Affaire Carlos Ghosn : un actionnaire de Renault porte plainte à Paris

Cet actionnaire individuel veut obtenir réparation pour la chute du titre du constructeur entraînée par l'annonce, lundi, de l'arrestation du PDG de l'alliance Renault-Nissan-Mitsubishi.

Le logo de Renault à Saint-Herblain (Loire-Atlantique), le 15 janvier 2016.
Le logo de Renault à Saint-Herblain (Loire-Atlantique), le 15 janvier 2016. (LOIC VENANCE / AFP)

Deux jours après l'arrestation au Japon de Carlos Ghosn, un actionnaire de Renault a porté plainte à Paris, mercredi 21 novembre, pour "abus de bien social" et "diffusion de fausse information au marché". Cet actionnaire individuel veut obtenir réparation pour la chute du titre du constructeur entraînée par l'annonce, lundi, de l'arrestation du PDG de l'alliance Renault-Nissan-Mitsubishi. A la Bourse de Paris, le titre Renault avait regagné du terrain mercredi (+1,10% à 59 euros), après avoir perdu plus de 9% depuis lundi. L'avocat du plaignant, Frederik-Karel Canoy, dit représenter une "dizaine" d'autres actionnaires souhaitant porter plainte à leur tour.

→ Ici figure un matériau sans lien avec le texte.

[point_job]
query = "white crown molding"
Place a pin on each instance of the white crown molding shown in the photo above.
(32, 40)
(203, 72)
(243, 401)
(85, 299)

Possible transmission au parquet financier

Le parquet japonais reproche à Carlos Ghosn d'avoir "conspiré pour minimiser sa rétribution à cinq reprises entre juin 2011 et juin 2015", en déclarant une somme totale de 4,9 milliards de yens (environ 37 millions d'euros) au lieu de près de 10 milliards de yens. En s'appuyant sur cette accusation, cette plainte contre X a été déposée pour tenter d'obtenir l'ouverture d'une enquête pour "abus de bien social" et "diffusion de fausse information au marché", un délit boursier. Par conséquent, la question se pose d'une éventuelle transmission de la plainte au parquet national financier, qui a compétence exclusive en matière de délits boursiers.

Quant à l'abus de bien social, la plainte dénonce "des rémunérations semblant excessives" et "l'achat de luxueuses résidences" mises à disposition de Carlos Ghosn dans quatre pays et financées par une filiale de Nissan, comme l'ont rapporté les médias japonais. Pour Frederik-Karel Canoy, "il n'y a aucune raison que les actionnaires ayant fait confiance à Renault, qui est une société solide, subissent de plein fouet la perte de sa valeur en Bourse malgré ses résultats dithyrambiques annoncés".